This poem, the second in my sequence ‘On Reading the Commedia’, a new sequence of nine poems about the experience of reading Dante’s Divine Comedy, seems a good one to share on Holy Saturday, the day on which we think of Christ descending into Hell to bring his light and good news to the dead, as Peter says, ‘preaching to the souls in prison’. There are many ways in which we might understand that phrase in the creed ‘He descended into Hell’. Dante’s allegory suggests that at one level the hell into which Christ descends to set us free is the dark terrain of our own souls, the terrain he maps out and invites us to traverse in his Inferno.
My own poem is written in the conviction that that there is no depth or recess, no sin or secret, in me or in anyone, beyond the light of Christ, but we have to open the gate and let him come down to our depths, let his Light reveal and name and heal what we have hidden. Dante’s poem, his amazing cartography of Hell, is written to help us do that. So here is the second of my ‘Dante ‘ Sequence. As before, you can hear the poem by clicking on the ‘play’ button or the title.
The whole sequence is now collected together and published in my book The Singing Bowl which you can buy on Amazon or order from any good bookshop. You can also read and hear the whole sequence on this blog, the final poem Here contains links to all the others.

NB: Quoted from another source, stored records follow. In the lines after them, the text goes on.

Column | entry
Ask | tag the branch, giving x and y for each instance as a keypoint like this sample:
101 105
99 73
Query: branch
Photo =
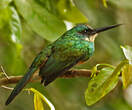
68 74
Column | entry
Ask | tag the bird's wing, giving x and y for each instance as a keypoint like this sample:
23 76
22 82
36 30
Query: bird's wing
38 61
54 68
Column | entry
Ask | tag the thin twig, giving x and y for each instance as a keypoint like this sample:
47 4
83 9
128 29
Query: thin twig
68 74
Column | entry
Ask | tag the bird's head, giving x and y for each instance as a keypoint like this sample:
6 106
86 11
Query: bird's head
89 33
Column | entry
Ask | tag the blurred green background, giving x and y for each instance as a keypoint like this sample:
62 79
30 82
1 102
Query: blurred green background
27 26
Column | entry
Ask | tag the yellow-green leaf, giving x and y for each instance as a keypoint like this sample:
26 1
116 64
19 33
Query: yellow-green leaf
105 3
127 50
127 75
37 102
51 106
100 85
44 23
68 11
103 82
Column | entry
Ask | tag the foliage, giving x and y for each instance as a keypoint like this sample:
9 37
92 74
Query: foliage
38 97
27 26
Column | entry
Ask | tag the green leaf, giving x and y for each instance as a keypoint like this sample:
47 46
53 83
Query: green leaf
103 83
122 3
4 3
127 50
105 3
10 36
127 75
42 97
68 11
40 19
127 69
37 102
15 26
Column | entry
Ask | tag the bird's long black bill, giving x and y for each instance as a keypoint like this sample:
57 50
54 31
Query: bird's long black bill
105 28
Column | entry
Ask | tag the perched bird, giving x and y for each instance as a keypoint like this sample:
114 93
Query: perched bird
73 47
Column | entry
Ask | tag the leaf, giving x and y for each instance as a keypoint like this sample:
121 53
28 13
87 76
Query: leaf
105 3
127 75
127 50
10 38
40 20
95 11
127 69
42 97
68 11
37 102
122 3
103 83
4 3
15 26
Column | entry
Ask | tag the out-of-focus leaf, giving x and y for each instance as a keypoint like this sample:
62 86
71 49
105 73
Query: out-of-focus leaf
15 26
122 3
127 75
42 97
100 85
68 11
105 3
41 21
10 34
103 83
37 102
127 50
99 67
99 16
4 3
127 69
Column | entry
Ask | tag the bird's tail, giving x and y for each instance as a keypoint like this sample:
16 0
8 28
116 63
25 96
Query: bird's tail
21 85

Begin the song exactly where you are
For where you are contains where you have been
And holds the vision of your final sphere
And do not fear the memory of sin;
There is a light that heals, and, where it falls,
Transfigures and redeems the darkest stain
Into translucent colour. Loose the veils
And draw the curtains back, unbar the doors,
Of that dread threshold where your spirit fails,
The hopeless gate that holds in all the fears
That haunt your shadowed city, fling it wide
And open to the light that finds and fares
Through the dark pathways where you run and hide,
through all the alleys of your riddled heart,
As pierced and open as His wounded side.
Open the map to Him and make a start,
And down the dizzy spirals, through the dark
His light will go before you, let Him chart
And name and heal. Expose the hidden ache
To him, the stinging fires and smoke that blind
Your judgement, carry you away, the mirk
And muted gloom in which you cannot find
The love that you once thought worth dying for.
Call Him to all you cannot call to mind
He comes to harrow Hell and now to your
Well guarded fortress let His love descend.
The icy ego at your frozen core
Can hear His call at last. Will you respond?